The IPCC still sticks to the 28x number though, because it looks better on the spreadsheets. When they even include methane feedback loops, which to my knowledge they still haven't really worked into the hard numbers. Why? Because we're not very sure on how much is being released from year to year, as it's hard to measure. So since the IPCC only works with known variables, they just leave it out of the equation. Makes sense, right? :clown face:
You're right on the rest though. The best result is the methane breaks down quickly, into more CO2 and water vapor. Both GHGs, and the additional water adding to the water content in the atmosphere. Yet another feedback loop.
Our masters prefer profit much much much more than planetary survival.
Only positive thing I can see there is, that the last few years seem to be linear growth instead of the exponential before...
Fuck yes, straight into the wall full speed. Don’t even tap the brakes.
Perhaps we should start actually trying
But we’re out of ideas!
Fine. I'll finally give up plastic straws.
Breaking news, global warming stopped.
And yet you can see the small dent the collapse of USSR made.
The solution is simple: we just need to collapse another 100 USSRs and drop that to two USSRs per year. We did it guise, we solved the climate crisis!

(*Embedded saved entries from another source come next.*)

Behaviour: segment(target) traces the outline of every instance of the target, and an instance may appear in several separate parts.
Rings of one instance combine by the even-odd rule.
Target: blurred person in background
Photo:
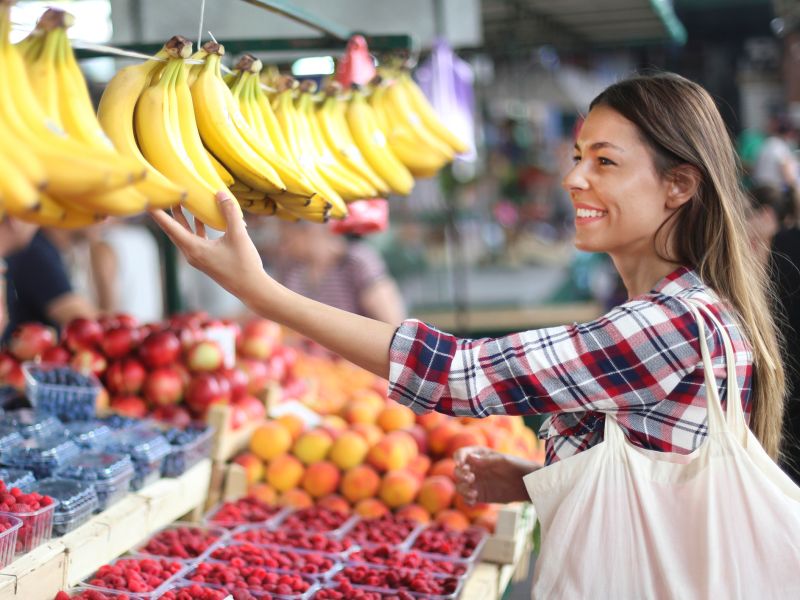
[[[777,114],[770,118],[767,133],[753,165],[753,183],[794,196],[800,182],[800,164],[794,155],[797,132],[787,117]]]
[[[380,254],[369,244],[308,222],[281,222],[270,265],[290,290],[365,317],[399,325],[406,309]]]
[[[5,329],[6,316],[6,256],[27,246],[36,234],[36,225],[12,217],[0,218],[0,333]]]
[[[781,193],[779,188],[771,185],[759,185],[750,190],[750,211],[747,215],[750,247],[758,256],[759,262],[767,264],[770,256],[772,239],[787,213],[789,197]]]

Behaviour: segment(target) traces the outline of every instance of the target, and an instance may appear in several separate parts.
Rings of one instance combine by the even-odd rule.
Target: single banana
[[[179,125],[174,125],[170,116],[169,86],[174,85],[183,67],[179,61],[171,61],[159,81],[142,92],[134,112],[136,139],[150,164],[186,188],[188,194],[183,206],[209,227],[222,231],[225,217],[217,206],[216,194],[227,189],[208,187],[192,164],[182,140],[176,137]]]
[[[215,42],[204,45],[208,53],[202,70],[191,87],[200,137],[206,147],[240,181],[253,189],[283,192],[286,185],[278,173],[256,152],[240,131],[247,124],[222,81],[220,57],[224,48]]]
[[[430,144],[431,148],[434,148],[448,161],[453,160],[455,155],[453,148],[428,130],[416,110],[411,106],[411,101],[406,96],[405,88],[397,81],[392,82],[386,88],[384,102],[386,103],[389,114],[394,117],[397,122],[405,124],[420,141],[425,144]]]
[[[375,111],[360,90],[353,90],[346,112],[347,125],[358,149],[375,172],[392,190],[407,196],[414,187],[414,177],[392,153],[386,136],[378,127]]]
[[[108,82],[100,106],[97,119],[103,131],[114,144],[117,152],[134,159],[147,171],[144,181],[136,184],[136,189],[144,194],[151,208],[167,208],[179,204],[186,198],[186,190],[162,175],[153,165],[147,162],[133,131],[133,113],[136,101],[148,85],[154,72],[163,64],[168,56],[167,48],[176,48],[178,53],[187,48],[191,54],[191,42],[180,36],[173,37],[158,52],[153,60],[121,69]]]
[[[36,210],[16,215],[16,217],[42,227],[58,227],[59,229],[89,227],[103,219],[102,216],[89,212],[71,210],[46,195],[41,196]]]
[[[10,160],[16,170],[35,188],[44,190],[47,187],[47,171],[42,161],[25,143],[14,137],[2,119],[0,119],[0,154]]]
[[[419,118],[431,133],[447,143],[456,154],[464,154],[469,151],[469,146],[464,140],[442,122],[431,103],[428,102],[425,94],[411,78],[410,73],[402,73],[398,78],[397,85],[404,92],[405,100],[403,101],[408,102],[409,106],[419,115]]]
[[[41,191],[5,154],[0,154],[0,196],[5,211],[10,215],[35,209],[41,197]]]

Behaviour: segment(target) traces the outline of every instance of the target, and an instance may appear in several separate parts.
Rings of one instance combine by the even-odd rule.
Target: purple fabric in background
[[[475,153],[475,94],[472,67],[460,59],[444,39],[437,39],[431,56],[414,72],[414,79],[425,92],[445,125],[469,143],[469,151],[457,160],[472,162]]]

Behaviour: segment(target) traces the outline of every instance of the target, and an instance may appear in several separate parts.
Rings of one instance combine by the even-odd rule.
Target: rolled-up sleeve
[[[692,313],[666,295],[588,323],[499,338],[460,339],[407,320],[389,359],[393,400],[417,413],[477,417],[640,410],[700,362]]]

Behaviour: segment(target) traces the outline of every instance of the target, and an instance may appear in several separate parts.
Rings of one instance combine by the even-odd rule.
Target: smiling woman
[[[388,377],[389,396],[415,412],[548,414],[546,466],[456,455],[468,502],[530,494],[537,597],[706,598],[709,582],[720,597],[800,597],[800,489],[770,460],[777,332],[713,100],[677,75],[621,81],[594,100],[575,149],[564,186],[576,245],[612,257],[629,299],[589,323],[501,338],[395,328],[290,292],[263,272],[229,198],[218,240],[180,213],[153,216],[192,265]]]

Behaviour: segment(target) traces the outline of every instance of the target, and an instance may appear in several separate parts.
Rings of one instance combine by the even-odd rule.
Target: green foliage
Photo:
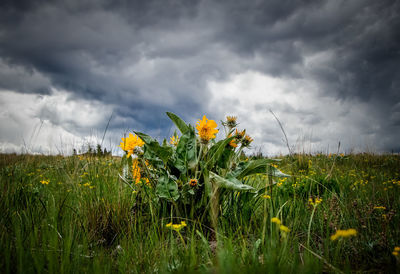
[[[398,155],[294,155],[253,162],[237,157],[240,148],[227,147],[234,152],[225,150],[216,165],[208,166],[204,159],[217,143],[201,149],[196,140],[194,159],[200,160],[182,170],[176,157],[190,158],[187,151],[193,147],[182,145],[176,156],[178,148],[168,145],[172,154],[164,162],[143,146],[136,158],[142,175],[137,182],[132,158],[0,154],[0,269],[399,271],[399,257],[392,254],[400,246]],[[255,172],[263,165],[263,173]],[[291,176],[270,176],[274,168]],[[198,183],[190,186],[196,174]],[[309,199],[316,198],[322,201],[314,206]],[[218,213],[216,227],[209,217],[212,208]],[[290,232],[271,222],[274,217]],[[182,221],[187,226],[179,234],[166,227]],[[357,235],[331,240],[337,230],[349,228]]]
[[[168,145],[164,140],[160,144],[149,135],[134,131],[145,143],[142,151],[136,150],[134,154],[135,161],[150,164],[150,166],[143,164],[139,166],[143,173],[141,178],[151,179],[155,185],[154,193],[148,198],[156,196],[163,200],[167,207],[172,209],[175,217],[191,218],[209,224],[212,218],[211,210],[215,207],[211,204],[214,195],[218,195],[215,201],[225,203],[224,200],[229,197],[229,192],[255,192],[253,186],[243,182],[246,177],[255,174],[289,177],[271,165],[276,160],[241,160],[243,147],[235,148],[230,145],[237,138],[229,135],[233,132],[232,129],[225,138],[204,143],[197,137],[192,125],[186,124],[171,112],[167,115],[182,133],[179,142]],[[174,138],[178,138],[176,133]],[[128,167],[131,165],[127,164]],[[148,171],[147,174],[143,170]],[[191,185],[190,180],[196,180],[196,184]],[[128,181],[133,182],[135,179]],[[150,189],[149,192],[151,191]],[[188,208],[188,205],[195,209],[201,208],[206,213]],[[219,211],[216,214],[223,217],[224,212]],[[169,216],[171,212],[166,211],[164,217]]]

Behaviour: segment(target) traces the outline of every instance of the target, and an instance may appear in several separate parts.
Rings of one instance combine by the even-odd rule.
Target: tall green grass
[[[397,155],[293,155],[266,198],[170,230],[170,208],[120,181],[117,157],[0,155],[0,269],[4,273],[396,272],[400,246]],[[256,188],[264,175],[246,178]],[[48,184],[43,184],[48,181]],[[310,198],[322,202],[315,207]],[[314,211],[314,213],[313,213]],[[166,214],[167,213],[167,214]],[[310,222],[311,215],[313,218]],[[290,229],[280,231],[277,217]],[[182,219],[172,219],[175,223]],[[357,235],[332,241],[339,229]],[[183,239],[183,241],[182,241]]]

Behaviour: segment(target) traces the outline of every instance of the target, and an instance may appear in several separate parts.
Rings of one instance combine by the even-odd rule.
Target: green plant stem
[[[183,246],[184,246],[185,249],[186,249],[186,243],[185,243],[185,240],[184,240],[183,237],[182,237],[181,232],[180,232],[179,230],[177,230],[176,232],[178,232],[179,238],[181,238],[182,244],[183,244]]]
[[[263,219],[263,229],[262,229],[262,236],[261,242],[265,244],[265,231],[267,229],[267,199],[264,199],[264,219]]]
[[[317,208],[317,205],[314,205],[313,211],[311,212],[310,222],[308,223],[308,229],[307,229],[307,247],[310,247],[311,224],[312,224],[312,220],[313,220],[313,218],[314,218],[314,213],[315,213],[316,208]]]

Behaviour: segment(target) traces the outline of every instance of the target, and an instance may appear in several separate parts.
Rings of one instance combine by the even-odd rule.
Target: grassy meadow
[[[400,258],[392,254],[400,245],[399,156],[295,155],[278,165],[292,176],[277,180],[251,207],[219,216],[214,233],[184,215],[174,223],[186,227],[168,229],[166,205],[141,203],[147,187],[133,191],[121,182],[121,158],[1,155],[0,269],[399,271]],[[255,187],[266,181],[264,175],[246,179]],[[322,201],[311,205],[316,197]],[[280,231],[274,217],[290,231]],[[357,234],[331,240],[349,228]]]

I got one word for you: Vote.
Corporations like BP push individual responsibility and personal carbon footprint[1] to try to neutralize you from achieving real policy gains which would have a much greater impact than your individual action. Time spent trying to convince people to vote for politicians who take climate change seriously is far more productive than time spent trying to educate people about their so-called carbon footprint. Of course we all play a part but seeing this chart it's clear we need more action and that's why I'm saying this.
[1] https://www.nprillinois.org/2023-12-18/how-big-oil-helped-push-the-idea-of-a-carbon-footprint
vote
Stopped reading right there.
No shit, right? Cuz, I mean, it's clearly making a difference and all, just look at the graph! 🙃
I feel like I'm taking fucking crazy pills anymore, i swear
The whole point is that not enough people are voting. Look at how many people stayed home in the most recent US election.
What I'm trying to say if people wanted to make a big impact on climate change they should organize and rally around people who want to stop climate change.
But you could have gotten to the NPR link.